Friday morning, Meg Whitman, the co-chair of McCain's campaign, will be on a panel with Penny Pritzker, Obama's national finance chair, discussing the campaign. After the debate, I asked Whitman what she thought of Palin's performance. "Good enough," she said.
But good enough for what, exactly? After Thursday night, the only thing Palin proved herself good enough for is starring in her own reality show.
Watching Biden and Palin on the same stage was like watching a tennis champion walk onto Centre Court at Wimbledon only to find himself facing an over-eager amateur from the local high school.
Or as Pat Mitchell told me, "Biden was taking part in a vice presidential debate; Palin was taking part in a junior high debate."
Here's how Esther Dyson put it: "It's pretty clear that Biden spent decades getting ready for this debate, learning from experience; Palin spent a couple of weeks, learning from handlers and speech coaches."
The only subject on which Palin displayed superior knowledge was when she corrected Biden on the proper delivery of "Drill, baby, drill!" Christie Hefner thought Palin's sex-tinged twist on the chant should be appropriated for a commercial. Perhaps for Viagra.
Other than that, Palin's grasp fluctuated between wafer thin and skin deep.

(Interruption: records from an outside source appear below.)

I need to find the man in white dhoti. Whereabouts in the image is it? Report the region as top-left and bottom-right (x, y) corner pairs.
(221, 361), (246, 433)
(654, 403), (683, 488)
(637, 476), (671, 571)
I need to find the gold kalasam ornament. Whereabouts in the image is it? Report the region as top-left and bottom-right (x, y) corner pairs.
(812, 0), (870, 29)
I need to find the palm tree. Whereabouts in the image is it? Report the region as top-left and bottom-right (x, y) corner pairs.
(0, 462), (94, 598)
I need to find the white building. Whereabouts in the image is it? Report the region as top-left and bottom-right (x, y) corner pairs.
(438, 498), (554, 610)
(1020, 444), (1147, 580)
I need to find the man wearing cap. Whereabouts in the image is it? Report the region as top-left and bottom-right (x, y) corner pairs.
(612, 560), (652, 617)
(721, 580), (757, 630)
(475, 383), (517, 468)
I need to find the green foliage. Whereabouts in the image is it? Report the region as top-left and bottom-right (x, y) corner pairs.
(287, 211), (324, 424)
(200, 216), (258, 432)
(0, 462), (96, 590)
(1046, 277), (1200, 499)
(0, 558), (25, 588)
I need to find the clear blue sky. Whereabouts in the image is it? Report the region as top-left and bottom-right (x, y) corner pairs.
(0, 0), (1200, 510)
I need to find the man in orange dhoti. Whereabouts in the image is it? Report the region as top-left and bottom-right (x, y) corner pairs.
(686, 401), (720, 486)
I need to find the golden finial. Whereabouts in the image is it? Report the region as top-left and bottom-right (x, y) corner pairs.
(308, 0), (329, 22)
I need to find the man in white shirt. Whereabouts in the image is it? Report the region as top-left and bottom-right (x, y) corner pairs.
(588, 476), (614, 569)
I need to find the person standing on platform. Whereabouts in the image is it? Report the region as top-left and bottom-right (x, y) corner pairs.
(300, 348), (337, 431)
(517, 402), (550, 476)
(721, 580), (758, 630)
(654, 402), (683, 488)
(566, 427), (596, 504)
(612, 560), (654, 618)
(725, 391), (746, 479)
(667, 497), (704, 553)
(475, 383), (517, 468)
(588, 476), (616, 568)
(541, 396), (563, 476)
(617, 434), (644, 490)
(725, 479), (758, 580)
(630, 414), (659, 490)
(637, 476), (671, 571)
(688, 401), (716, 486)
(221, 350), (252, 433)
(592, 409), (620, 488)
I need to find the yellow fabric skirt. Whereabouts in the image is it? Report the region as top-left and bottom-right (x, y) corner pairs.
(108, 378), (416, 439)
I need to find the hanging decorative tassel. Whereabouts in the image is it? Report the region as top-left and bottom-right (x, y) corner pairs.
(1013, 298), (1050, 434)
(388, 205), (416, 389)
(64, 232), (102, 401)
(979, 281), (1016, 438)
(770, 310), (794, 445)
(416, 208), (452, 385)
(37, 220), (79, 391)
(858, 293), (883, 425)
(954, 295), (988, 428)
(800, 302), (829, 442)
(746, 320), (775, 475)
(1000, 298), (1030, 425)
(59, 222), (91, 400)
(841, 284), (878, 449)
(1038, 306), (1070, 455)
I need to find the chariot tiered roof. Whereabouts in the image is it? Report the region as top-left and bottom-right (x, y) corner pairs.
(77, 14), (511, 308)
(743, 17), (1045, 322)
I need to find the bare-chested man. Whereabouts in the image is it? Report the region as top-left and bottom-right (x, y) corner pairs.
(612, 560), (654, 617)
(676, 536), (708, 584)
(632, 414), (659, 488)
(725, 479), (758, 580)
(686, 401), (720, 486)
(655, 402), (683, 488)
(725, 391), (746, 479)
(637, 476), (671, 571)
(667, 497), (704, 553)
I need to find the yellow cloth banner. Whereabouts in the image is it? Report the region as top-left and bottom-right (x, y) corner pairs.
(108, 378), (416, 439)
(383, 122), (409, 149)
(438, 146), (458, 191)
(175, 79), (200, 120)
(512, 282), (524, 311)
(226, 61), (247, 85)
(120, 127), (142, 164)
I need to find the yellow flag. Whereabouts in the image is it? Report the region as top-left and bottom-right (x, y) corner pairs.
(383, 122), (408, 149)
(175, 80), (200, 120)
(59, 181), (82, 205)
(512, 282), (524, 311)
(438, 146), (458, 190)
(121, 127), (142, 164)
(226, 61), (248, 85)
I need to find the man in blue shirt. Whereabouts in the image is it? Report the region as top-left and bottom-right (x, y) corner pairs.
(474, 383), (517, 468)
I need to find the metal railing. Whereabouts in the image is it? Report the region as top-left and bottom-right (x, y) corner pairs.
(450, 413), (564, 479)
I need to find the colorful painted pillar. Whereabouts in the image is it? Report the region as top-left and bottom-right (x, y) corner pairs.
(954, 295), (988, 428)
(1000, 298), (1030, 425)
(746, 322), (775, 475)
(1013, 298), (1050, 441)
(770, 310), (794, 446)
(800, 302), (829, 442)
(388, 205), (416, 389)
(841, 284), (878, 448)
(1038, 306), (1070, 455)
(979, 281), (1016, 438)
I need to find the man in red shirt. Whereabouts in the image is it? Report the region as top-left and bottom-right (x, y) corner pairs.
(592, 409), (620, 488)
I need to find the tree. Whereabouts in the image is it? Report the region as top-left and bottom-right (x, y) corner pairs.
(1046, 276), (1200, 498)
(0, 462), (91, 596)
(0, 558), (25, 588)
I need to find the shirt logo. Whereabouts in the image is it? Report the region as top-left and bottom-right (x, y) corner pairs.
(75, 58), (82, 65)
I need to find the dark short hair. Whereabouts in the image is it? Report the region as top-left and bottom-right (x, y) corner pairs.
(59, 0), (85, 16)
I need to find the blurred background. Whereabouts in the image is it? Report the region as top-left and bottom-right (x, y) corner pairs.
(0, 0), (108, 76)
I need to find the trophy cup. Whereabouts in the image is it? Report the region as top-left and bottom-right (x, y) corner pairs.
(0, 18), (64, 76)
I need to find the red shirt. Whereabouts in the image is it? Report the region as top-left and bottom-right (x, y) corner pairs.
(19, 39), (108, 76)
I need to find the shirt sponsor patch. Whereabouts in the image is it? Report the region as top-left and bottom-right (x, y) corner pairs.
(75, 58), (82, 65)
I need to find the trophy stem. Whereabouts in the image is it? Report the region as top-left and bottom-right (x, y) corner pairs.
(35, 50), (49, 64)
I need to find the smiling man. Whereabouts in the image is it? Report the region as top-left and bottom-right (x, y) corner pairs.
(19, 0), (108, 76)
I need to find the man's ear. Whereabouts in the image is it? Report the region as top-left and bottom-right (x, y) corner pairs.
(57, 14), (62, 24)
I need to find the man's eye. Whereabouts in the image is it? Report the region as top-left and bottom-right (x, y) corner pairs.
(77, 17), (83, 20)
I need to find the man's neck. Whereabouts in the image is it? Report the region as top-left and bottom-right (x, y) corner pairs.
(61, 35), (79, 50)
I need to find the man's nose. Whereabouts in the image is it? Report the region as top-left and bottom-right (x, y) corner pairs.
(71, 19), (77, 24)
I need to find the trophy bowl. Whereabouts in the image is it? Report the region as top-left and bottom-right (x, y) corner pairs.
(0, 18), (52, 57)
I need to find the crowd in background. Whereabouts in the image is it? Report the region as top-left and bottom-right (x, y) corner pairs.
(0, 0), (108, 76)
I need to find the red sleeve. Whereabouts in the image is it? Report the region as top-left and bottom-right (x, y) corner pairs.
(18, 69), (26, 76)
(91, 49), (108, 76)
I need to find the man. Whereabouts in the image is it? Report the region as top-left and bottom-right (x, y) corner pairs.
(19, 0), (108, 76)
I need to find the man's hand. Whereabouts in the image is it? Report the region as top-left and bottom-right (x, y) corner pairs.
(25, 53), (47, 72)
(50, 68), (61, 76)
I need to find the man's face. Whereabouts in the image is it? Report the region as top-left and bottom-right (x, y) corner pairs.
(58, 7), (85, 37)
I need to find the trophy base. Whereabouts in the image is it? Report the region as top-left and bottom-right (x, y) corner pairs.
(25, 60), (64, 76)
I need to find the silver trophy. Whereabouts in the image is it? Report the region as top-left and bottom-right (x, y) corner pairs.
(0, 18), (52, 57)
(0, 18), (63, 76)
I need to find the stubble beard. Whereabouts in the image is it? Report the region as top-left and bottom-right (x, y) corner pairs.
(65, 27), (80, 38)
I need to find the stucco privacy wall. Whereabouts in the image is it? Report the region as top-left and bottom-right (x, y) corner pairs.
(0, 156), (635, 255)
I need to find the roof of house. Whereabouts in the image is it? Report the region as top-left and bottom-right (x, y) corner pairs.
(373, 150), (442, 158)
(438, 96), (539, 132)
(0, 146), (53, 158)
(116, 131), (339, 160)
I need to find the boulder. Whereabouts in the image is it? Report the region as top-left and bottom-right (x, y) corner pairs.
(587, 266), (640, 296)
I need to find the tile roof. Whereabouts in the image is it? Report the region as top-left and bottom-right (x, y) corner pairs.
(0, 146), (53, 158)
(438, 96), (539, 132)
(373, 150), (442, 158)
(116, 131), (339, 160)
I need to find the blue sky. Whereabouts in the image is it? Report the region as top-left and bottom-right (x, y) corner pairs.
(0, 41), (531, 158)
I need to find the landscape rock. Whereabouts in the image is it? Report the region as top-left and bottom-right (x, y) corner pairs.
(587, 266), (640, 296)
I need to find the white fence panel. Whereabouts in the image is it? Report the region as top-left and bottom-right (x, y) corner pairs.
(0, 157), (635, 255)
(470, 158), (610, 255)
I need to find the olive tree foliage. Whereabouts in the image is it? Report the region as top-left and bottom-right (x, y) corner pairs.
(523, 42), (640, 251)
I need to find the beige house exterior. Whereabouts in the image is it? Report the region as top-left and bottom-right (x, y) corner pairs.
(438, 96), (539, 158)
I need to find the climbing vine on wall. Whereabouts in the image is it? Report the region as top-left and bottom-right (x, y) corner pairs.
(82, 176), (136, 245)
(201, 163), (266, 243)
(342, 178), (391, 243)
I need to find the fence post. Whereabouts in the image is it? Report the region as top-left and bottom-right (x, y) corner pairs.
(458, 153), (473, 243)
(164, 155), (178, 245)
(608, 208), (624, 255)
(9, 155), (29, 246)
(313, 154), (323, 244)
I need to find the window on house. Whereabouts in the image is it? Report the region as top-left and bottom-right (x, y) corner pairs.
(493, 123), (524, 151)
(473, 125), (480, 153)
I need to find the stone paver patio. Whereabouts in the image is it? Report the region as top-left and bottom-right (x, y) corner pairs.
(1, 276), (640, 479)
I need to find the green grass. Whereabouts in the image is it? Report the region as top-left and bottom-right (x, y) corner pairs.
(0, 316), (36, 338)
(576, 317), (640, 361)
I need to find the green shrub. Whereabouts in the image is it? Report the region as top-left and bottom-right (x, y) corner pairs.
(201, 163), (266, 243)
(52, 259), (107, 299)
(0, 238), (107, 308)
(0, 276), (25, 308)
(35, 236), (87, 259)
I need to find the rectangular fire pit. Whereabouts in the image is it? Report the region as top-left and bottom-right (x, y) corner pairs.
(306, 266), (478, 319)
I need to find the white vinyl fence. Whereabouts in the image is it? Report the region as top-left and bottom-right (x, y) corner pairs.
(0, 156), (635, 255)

The moment that most drove me to want to send her a book on Greek gods and heroes was her head-scratching response to the question about her Achilles heel. She apparently didn't know what that meant since she spent her allotted time listing all of her attributes as opposed to her most glaring weakness.
Ann Wojcicki, co-founder of 23andme, told me: "I was dying to hear something -- anything! -- from Palin that wasn't pre-rehearsed."
Throughout the entire 90-minute debate, Palin came across as an over-wound windup doll, sporting a pasted-on-smile expression that never varied, except when she winked. Which she did repeatedly -- and pathetically.
It was the folksiest appearance since Hee-Haw went off the air.
"The home-spun homilies have to go," Martha Stewart told me. "And, oh my god, words do have ending consonants."
In the greatest disconnect of the evening, Palin repeatedly went to the Reagan well, offering up such Gipper classics as "there you go again" and that "shining city on the hill." But, really, during a week in which John McCain hopped on board Bush's $700 billion bailout, did Palin not see how incongruous it was to insist that government isn't the solution, it's the problem?
And declare that all we need to get this country back on track is for the government to get out of our way? Isn't that what got us where we are today? Or had she been so busy cramming for the debate she didn't have time to read one of the so-many-she-can't-name-one newspapers she reads?
Joe Biden's only insincere moment was when he told her: "Governor, it was a pleasure to meet you."
A better exit line would have been: "Governor, it's a pleasure to think that, God willing, in 33 days, you'll be back where you belong -- shootin' moose and takin' on those big oil companies in Alaska."
My patience with Palin is waving the white flag of surrender.